До конца концерта Эмель все щупал карман рубахи, словно там лежало не десять, а тысяча рублей. И Олде не сиделось на месте, она веретеном крутилась на стуле: то локтем мужа пихнет, то подмигнет ему: вот это мы!
Выходя из клуба, Бодонь Илько сказал:
— Что, Эмель покштяй14, за шампанским не пошлешь?
— Как же, жди, — не выдержала Олда и так посмотрела на соседа, что тот даже попятился.
— Илько, думаю, неплохую мысль высказал, — по пути домой издалека начал старик. — Считай, дармовые деньги цапнули…
— Молчи, дармовщик! Не вышла бы тебе на выручку, с пустым карманом остался. Сразу я раскусила: хи-хи-хи да ха-ха-ха!
— Это ты уж зря, Олдуша, — старался успокоить хозяйку старик. — Сама же видела, не все артисты играют на деньги, за них нужно спину гнуть…
— Знаю, как гнешь… Когда-нибудь цыгане украдут лошадей — всю жизнь будешь платить — не расплатишься.

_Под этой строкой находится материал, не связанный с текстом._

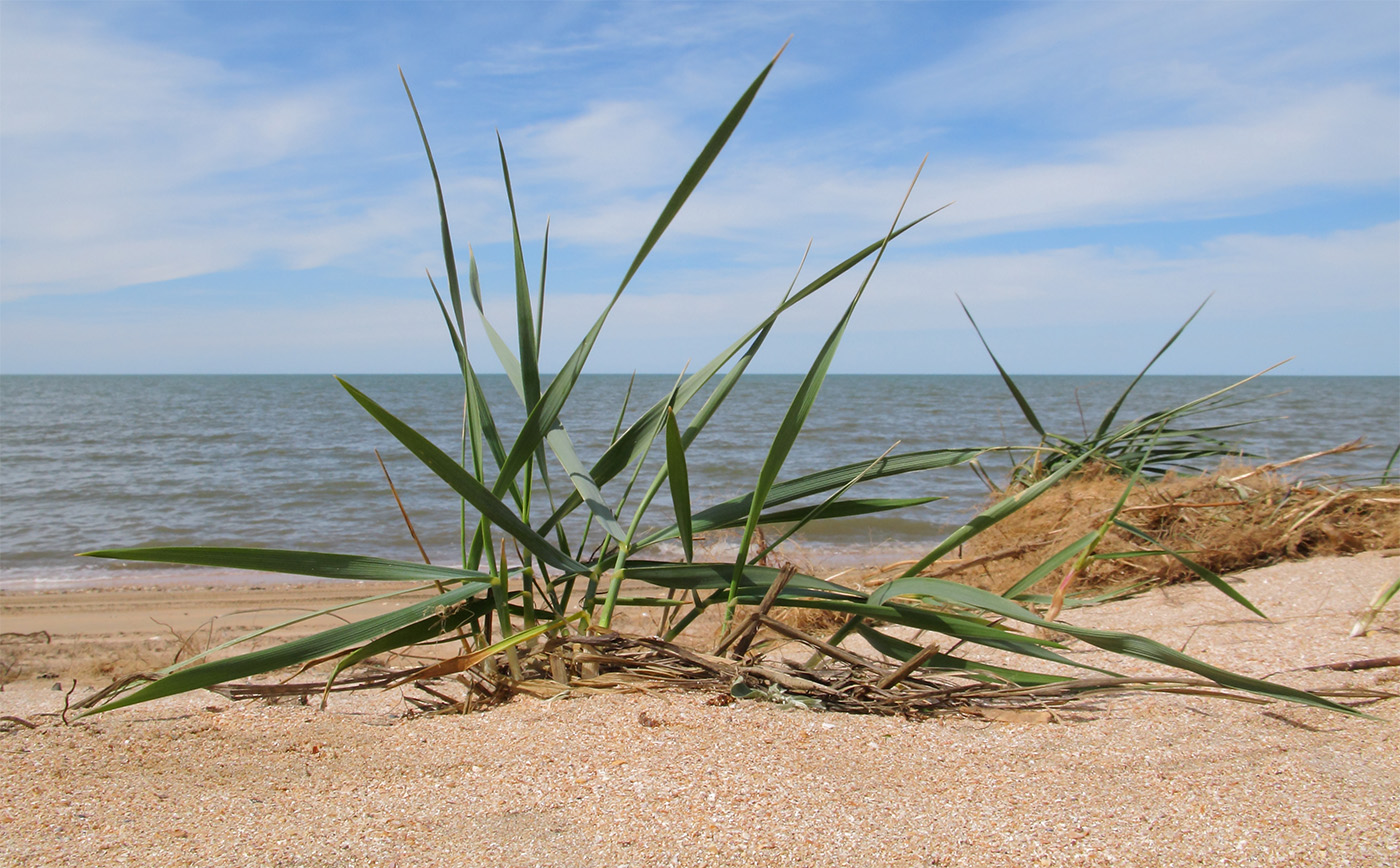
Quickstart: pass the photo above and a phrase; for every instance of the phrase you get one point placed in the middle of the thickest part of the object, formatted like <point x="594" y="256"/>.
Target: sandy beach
<point x="672" y="779"/>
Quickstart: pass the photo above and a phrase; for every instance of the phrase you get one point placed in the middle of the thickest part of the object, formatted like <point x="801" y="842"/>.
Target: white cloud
<point x="1344" y="273"/>
<point x="609" y="147"/>
<point x="1126" y="63"/>
<point x="128" y="163"/>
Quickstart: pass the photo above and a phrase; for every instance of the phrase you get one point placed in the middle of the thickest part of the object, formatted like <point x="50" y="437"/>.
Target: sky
<point x="241" y="186"/>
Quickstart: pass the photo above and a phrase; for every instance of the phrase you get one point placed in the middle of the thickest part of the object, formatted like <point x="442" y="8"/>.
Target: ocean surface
<point x="287" y="461"/>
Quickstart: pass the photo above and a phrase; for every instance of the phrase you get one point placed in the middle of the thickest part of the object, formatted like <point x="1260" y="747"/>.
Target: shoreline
<point x="667" y="777"/>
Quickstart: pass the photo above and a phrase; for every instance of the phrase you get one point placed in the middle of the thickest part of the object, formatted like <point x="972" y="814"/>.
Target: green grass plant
<point x="529" y="583"/>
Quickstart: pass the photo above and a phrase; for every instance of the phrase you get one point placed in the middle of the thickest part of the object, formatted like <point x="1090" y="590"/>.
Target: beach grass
<point x="534" y="601"/>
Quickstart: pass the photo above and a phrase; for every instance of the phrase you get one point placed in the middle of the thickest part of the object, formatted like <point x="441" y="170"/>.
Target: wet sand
<point x="668" y="779"/>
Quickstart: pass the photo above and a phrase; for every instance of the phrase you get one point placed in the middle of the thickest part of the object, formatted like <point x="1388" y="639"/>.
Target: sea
<point x="289" y="461"/>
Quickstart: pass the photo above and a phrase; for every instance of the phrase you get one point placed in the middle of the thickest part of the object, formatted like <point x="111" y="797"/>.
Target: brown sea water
<point x="287" y="461"/>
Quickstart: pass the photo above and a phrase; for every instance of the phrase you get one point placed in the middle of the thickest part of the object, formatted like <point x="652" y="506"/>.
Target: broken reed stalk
<point x="742" y="634"/>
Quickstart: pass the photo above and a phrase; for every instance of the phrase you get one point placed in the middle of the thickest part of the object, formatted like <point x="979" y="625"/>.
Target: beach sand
<point x="668" y="779"/>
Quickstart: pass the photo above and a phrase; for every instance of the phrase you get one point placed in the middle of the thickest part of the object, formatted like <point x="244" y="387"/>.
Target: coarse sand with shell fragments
<point x="676" y="779"/>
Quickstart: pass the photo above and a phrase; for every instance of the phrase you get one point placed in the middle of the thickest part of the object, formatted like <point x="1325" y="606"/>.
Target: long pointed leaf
<point x="465" y="485"/>
<point x="1109" y="640"/>
<point x="293" y="653"/>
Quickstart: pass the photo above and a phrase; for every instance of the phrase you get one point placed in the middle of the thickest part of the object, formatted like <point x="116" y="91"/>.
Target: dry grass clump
<point x="1235" y="518"/>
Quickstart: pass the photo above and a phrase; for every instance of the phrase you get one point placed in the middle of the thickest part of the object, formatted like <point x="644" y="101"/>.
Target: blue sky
<point x="240" y="188"/>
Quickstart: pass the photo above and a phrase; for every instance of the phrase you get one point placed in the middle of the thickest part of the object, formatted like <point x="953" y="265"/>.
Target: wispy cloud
<point x="135" y="157"/>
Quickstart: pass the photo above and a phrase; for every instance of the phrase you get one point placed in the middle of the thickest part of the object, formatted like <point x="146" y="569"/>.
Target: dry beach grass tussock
<point x="664" y="777"/>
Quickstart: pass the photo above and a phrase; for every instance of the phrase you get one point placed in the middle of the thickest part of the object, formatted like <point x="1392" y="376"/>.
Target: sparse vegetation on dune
<point x="535" y="605"/>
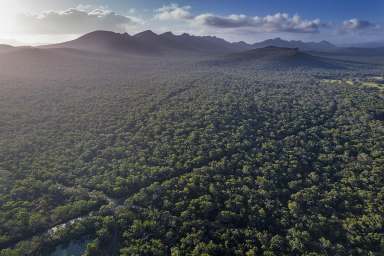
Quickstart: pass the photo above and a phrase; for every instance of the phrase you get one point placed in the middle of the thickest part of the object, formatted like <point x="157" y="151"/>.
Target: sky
<point x="35" y="22"/>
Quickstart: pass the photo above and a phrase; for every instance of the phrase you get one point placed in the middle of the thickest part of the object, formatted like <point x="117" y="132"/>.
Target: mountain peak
<point x="146" y="34"/>
<point x="168" y="34"/>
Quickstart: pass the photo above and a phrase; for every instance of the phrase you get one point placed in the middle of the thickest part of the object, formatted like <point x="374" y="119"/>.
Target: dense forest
<point x="192" y="159"/>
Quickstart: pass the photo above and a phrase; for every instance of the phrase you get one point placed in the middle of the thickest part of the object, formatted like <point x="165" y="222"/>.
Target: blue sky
<point x="339" y="21"/>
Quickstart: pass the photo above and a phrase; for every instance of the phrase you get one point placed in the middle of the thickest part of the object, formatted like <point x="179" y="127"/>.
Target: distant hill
<point x="303" y="46"/>
<point x="272" y="56"/>
<point x="373" y="44"/>
<point x="149" y="43"/>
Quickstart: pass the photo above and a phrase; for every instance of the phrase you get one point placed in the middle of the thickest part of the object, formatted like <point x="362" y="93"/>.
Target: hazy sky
<point x="339" y="21"/>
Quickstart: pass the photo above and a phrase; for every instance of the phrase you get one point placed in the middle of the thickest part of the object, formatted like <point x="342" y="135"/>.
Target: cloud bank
<point x="73" y="21"/>
<point x="357" y="25"/>
<point x="279" y="22"/>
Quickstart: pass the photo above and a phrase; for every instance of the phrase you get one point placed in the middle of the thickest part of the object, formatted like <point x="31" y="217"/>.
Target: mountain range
<point x="150" y="43"/>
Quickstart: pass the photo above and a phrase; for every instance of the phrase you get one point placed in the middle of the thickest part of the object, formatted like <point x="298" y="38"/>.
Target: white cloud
<point x="279" y="22"/>
<point x="357" y="25"/>
<point x="81" y="19"/>
<point x="173" y="12"/>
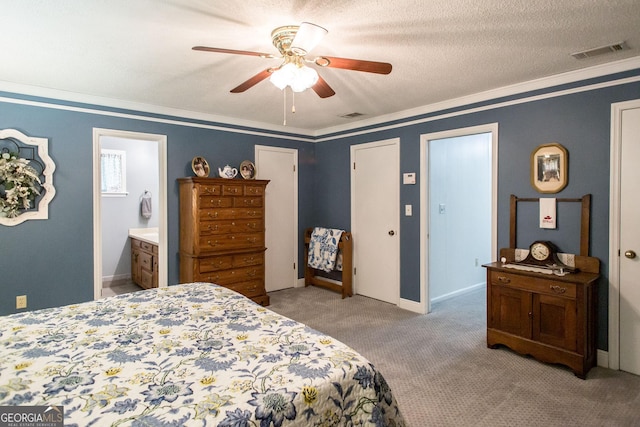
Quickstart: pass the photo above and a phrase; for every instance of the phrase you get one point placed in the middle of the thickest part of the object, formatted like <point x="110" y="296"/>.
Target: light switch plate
<point x="409" y="178"/>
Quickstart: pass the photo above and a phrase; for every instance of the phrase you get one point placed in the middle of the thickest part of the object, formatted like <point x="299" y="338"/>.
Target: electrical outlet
<point x="21" y="301"/>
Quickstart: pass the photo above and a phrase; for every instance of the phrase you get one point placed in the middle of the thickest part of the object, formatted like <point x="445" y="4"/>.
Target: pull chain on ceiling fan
<point x="294" y="43"/>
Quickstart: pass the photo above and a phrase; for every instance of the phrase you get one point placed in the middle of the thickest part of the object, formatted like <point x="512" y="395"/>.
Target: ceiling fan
<point x="294" y="43"/>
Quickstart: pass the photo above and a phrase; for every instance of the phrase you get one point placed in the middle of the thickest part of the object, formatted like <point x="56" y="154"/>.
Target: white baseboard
<point x="108" y="281"/>
<point x="459" y="292"/>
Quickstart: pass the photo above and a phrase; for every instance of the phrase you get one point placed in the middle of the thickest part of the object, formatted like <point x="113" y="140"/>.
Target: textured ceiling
<point x="138" y="52"/>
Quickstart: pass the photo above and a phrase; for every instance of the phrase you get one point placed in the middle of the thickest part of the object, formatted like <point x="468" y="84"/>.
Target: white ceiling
<point x="138" y="52"/>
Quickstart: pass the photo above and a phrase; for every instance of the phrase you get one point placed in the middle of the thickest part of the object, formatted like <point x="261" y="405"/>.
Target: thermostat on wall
<point x="409" y="178"/>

Зашли в дом, разделись. Олда села на скамью, довольным голосом бросила:
— Ну, ладно, давай, как просил Илько…
Эмель вынул купюру из кармана и протянул бабке.
Та ее с одной стороны рассмотрела, с другой — никак не поймет.
— Это что такое?
— Десять рублей!
— Чудила, да это же карта!
В руках Олды действительно была бубновая дама. Наклонишь ее — дама улыбается, перевернешь — та же улыбка!
После жарких дней похолодало, с запада потянулись лохматые облака. Плывут по небу — ни конца, ни края. Сыплют мелким дождем.
Дом у лесничего как крепость на опушке леса. Загорожен высоким, с человеческий рост забором. В нем две двери. Узкая ведет к крыльцу, широкая — к надворным постройкам. За день они открываются два раза: утром, когда хозяин выезжает на работу, и вечером, когда возвращается. Все, что есть на дворе, можно хорошо разглядеть только с верхушки вековой ели. Дерево стоит чуть в стороне от бьющего из земли родника. Залезешь на нижние ветви — перед глазами откроется дом с десятью окнами. Срублен он недавно — в теплые дни из бревен еще сочится смола.
За домом — два двора. В большом, по всей вероятности, держат лошадь. Перед ним две телеги и тарантас. Дворы, как и дом, покрыты железом, окрашенным в зеленый цвет.
Около узкой двери, съежившись, лежит большая, с теленка ростом, черная собака. Когда тихо скулит — сплюснутые, похожие на листья конского щавеля уши медленно двигаются… Видимо, собаке снится что-то свое, очень приятное…
Вот ветер встряхнул голую верхушку ели и оттуда, из-под облаков, медленно крутясь, упала ветка на ее спину. Собака вскочила, и по всему лесу раздалось рычание.